L208 14383 TOPICS IN ENGLISH AND AMERICAN LITERATURE AND CULTURE
Michael Adams

2:30p-3:45p TR (30 students) 3 cr. A&H.

TOPIC:  “Vampires”

Nearly every culture in the world has vampires or something like
them in its folklore. The universality of the vampire story suggests
the universality of some of the themes it illustrates, the
relationships among Death, Sex, Life, Sex, Immortality, Sex, Power,
Sex, Horror, Sex, and Desire. The Vampire simultaneously attracts
and repels; it’s not alive, but it’s also not dead, at least not in
the conventional sense: it’s undead. Vampires stand for paradox
implicit in the relationships described above. They evade physical
and spiritual limitations, but there’s a price (sometimes more than
one) for the evasion. In some cultures, at some times, such evasion
is unnatural and horrific; in others, it is liberating and
attractive. The American Vampire, for instance, transcends history
and geography: by living through all time and in many places, it
offers the prospect of universal knowledge while maintaining
something like innocence (if you have seen the film of Interview
with the Vampire, think of Kirsten Dunst’s child-vampire character,
for instance).

The Vampire, though, is an enigma without a solution.
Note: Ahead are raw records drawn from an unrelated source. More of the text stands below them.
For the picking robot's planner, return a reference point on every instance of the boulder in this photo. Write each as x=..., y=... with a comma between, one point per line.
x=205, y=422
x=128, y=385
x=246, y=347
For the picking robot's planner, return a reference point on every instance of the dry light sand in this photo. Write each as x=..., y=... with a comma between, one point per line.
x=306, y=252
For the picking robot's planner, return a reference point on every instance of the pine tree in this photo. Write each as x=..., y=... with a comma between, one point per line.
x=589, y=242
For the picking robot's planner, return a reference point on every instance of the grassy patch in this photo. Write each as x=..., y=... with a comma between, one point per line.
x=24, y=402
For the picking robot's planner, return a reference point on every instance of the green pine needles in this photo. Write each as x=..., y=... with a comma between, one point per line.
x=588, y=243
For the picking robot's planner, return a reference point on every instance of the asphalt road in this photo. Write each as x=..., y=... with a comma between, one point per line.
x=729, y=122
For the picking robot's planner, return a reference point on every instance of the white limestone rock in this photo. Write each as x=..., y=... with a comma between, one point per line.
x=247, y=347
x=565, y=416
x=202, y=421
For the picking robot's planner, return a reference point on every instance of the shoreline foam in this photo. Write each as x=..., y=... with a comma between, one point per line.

Or, put it
another way, because the Vampire is fundamentally a paradox, it’s up
to each time and place to make sense of that paradox on its own
terms. In this course, we’ll study the structural similarities of
vampire stories, but we’ll also consider how different cultures at
different times emphasize different things about the legend, how
they develop and embellish it to reflect their particular needs. So,
the jiang shi or Chinese “Hopping Ghost,” a soul stealer, is like a
vampire, but not quite the same; the New England Vampire struggles
with Puritanism; Dracula is embedded in the history of Old Europe;
the Rwandan genocide was accompanied by accusations of vampirism
along ethnic lines; Werner Herzog’s Nosferatu represents 20th
century (German) angst, while Buffy’s vampires, at least some of
them, are angsty in a very American way. Goth subculture, Japanese
manga, Hong Kong martial arts movies, German New Wave cinema, the
novel, the story, television: everyone wants a piece of the vampire
and understands it simultaneously in terms of a place, a time, a
zeitgeist, a genre. The Vampire is a sort of permanent Other:
cultures define whatever their Other is on the basis of who they
are; in fact, the Other, which “we” create, is often an unknowing
expression of who “we” are. The Vampire, in other words, is totally
zeitgeisty.

Reading and Viewing: Reading for the course will include Montague
Summers’ The Vampire in Lore and Legend (1928, an introduction to
the folklore of vampirism across European cultures) and Tony
Thorne’s Children of the Night (2001, recent cultural criticism);
Bram Stoker’s Dracula (1898) and Anne Rice’s Interview with the
Vampire (1976); the Penguin Collection of Vampire Stories, edited by
Alan Ryan (1989), as well as stories by Ji Yun and Pu Songling (18th-
century Chinese authors). In addition, we will view F. W. Murnau’s
silent film, Nosferatu (1922), Werner Herzog’s Nosferatu (1978), and
Ricky Lau’s Hong Kong martial arts fest, Mr. Vampire (1992). We will
view a few episodes of Joss Whedon’s television series, Buffy the
Vampire Slayer (1997-2003) and Angel (1999-2004) in class.